The Long Dark is in alpha*. It’s profoundly unfinished and you can only play it in “sandbox mode” – no story as yet, no end to your suffering. In its current form, it’s a game of survival you can’t win. You’re doomed. Sooner or later something will get you. The cold. Hunger. Thin ice. Wandering off a cliff in a snowstorm. Your own gross stupidity. Something.
And somehow, that doesn’t seem to matter.
Weirdly, what this game doesn’t lack is hope. Sometime soon, Hinterland Studio Inc. are going to introduce a sense of purpose – a story that promises to get you out of this nightmare. When that happens, I hope enough of this game survives – because it’s oddly inspiring.

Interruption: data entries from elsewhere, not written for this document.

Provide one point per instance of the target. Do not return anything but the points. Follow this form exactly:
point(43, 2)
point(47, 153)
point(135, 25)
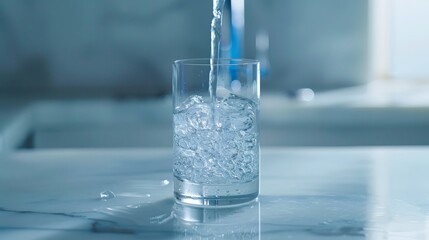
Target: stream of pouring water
point(216, 35)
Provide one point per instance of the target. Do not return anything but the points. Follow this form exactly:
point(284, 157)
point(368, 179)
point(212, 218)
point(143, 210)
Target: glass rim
point(218, 62)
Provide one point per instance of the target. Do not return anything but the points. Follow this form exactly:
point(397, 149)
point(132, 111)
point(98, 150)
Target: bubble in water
point(106, 195)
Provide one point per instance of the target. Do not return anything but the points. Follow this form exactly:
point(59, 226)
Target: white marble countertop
point(306, 193)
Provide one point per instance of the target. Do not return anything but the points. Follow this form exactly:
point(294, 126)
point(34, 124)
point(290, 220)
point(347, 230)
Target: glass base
point(189, 193)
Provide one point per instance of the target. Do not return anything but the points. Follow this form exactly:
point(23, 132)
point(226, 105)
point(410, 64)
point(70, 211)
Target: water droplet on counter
point(106, 195)
point(165, 182)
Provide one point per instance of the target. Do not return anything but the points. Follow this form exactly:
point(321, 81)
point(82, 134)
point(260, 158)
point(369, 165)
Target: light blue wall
point(53, 45)
point(313, 43)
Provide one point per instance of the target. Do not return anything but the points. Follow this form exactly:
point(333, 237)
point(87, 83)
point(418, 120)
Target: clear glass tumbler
point(216, 131)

Contrary to popular opinion, intrepid outdoorsy expeditioners don’t go in search of suffering. That’s not what they’re after. The experiences they crave are just behind all the horrible, miserable stuff. Just behind. The moment where you finally get indoors and kick the snow off your boots and thrust your stockinged feet in front of the fire and warmth creeps into them. The satisfaction of looking back over the route you’ve spent hours fighting your way across. The times on the tops of mountains when the freezing mist is torn away by the wind and the sun streams down through a freak gap in the clouds and suddenly you can see for miles and miles, and since you’ve spent the last four hours looking at different shades of grey, oh, the colours, you’re not sure if it’s the wind making you cry, or, or…
There are many moments like this in The Long Dark. You can almost feel them. Starting a crackling fire when moments before you were crying out in pain because you were so cold. (I bet you’ll lift your hands off the keyboard and rub them. I bet you.) The hush of a cloudless day, the sun shining and the snow dazzling, no wind, just your feet crunching along. On days like that, everything’s joyful and you’re invincible. It captures that feeling perfectly. It’s a total lie, but a convincing, bewitching one.

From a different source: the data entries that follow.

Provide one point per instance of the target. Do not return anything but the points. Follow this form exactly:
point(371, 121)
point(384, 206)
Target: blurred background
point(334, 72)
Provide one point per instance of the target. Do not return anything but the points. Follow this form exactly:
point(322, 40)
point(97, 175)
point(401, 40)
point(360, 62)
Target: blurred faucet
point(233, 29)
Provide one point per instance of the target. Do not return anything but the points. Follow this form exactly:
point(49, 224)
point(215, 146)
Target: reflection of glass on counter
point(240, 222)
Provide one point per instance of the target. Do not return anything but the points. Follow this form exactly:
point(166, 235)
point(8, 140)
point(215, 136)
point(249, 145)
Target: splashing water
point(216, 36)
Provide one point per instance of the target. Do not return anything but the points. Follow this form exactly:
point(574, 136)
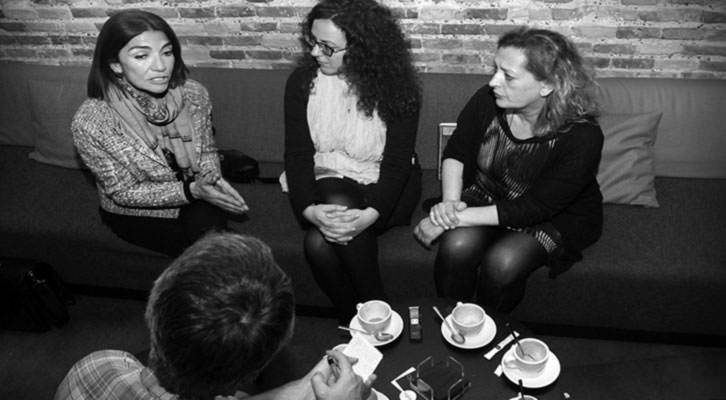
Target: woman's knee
point(504, 265)
point(461, 245)
point(339, 191)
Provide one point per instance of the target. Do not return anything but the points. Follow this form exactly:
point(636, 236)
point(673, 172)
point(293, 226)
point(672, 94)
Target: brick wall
point(649, 38)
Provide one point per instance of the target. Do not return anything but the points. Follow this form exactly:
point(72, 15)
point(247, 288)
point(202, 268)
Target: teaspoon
point(379, 335)
point(455, 335)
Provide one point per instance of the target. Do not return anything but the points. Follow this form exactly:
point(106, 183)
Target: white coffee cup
point(468, 318)
point(374, 315)
point(529, 357)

I can’t wait to see what they do to this game when the story comes along. But right now, even unfinished, it’s a savage, lovely piece of world-building, unlike any game I’ve ever played, but unnervingly like some of my favourite hill-walks and winter adventures. I hope it keeps its merciless, profoundly un-gamelike core, a world that doesn’t feel designed for you, serving your needs, beholden to Player 1. You’re a nobody, wandering through a landscape that doesn’t seem to care what happens to you, and it’s humbling, unsettling and magnificently realized. Survival? Well, that’s up to you. Go earn it.
*The Long Dark is now fully released (but still being updated with new content), currently on Steam for around £20, with an “Overwhelmingly Positive” rating after 3,200 reviews.
It’s wonderful and horrible and will make you shiver. Best played when it’s snowing outside and your feet are nice and warm.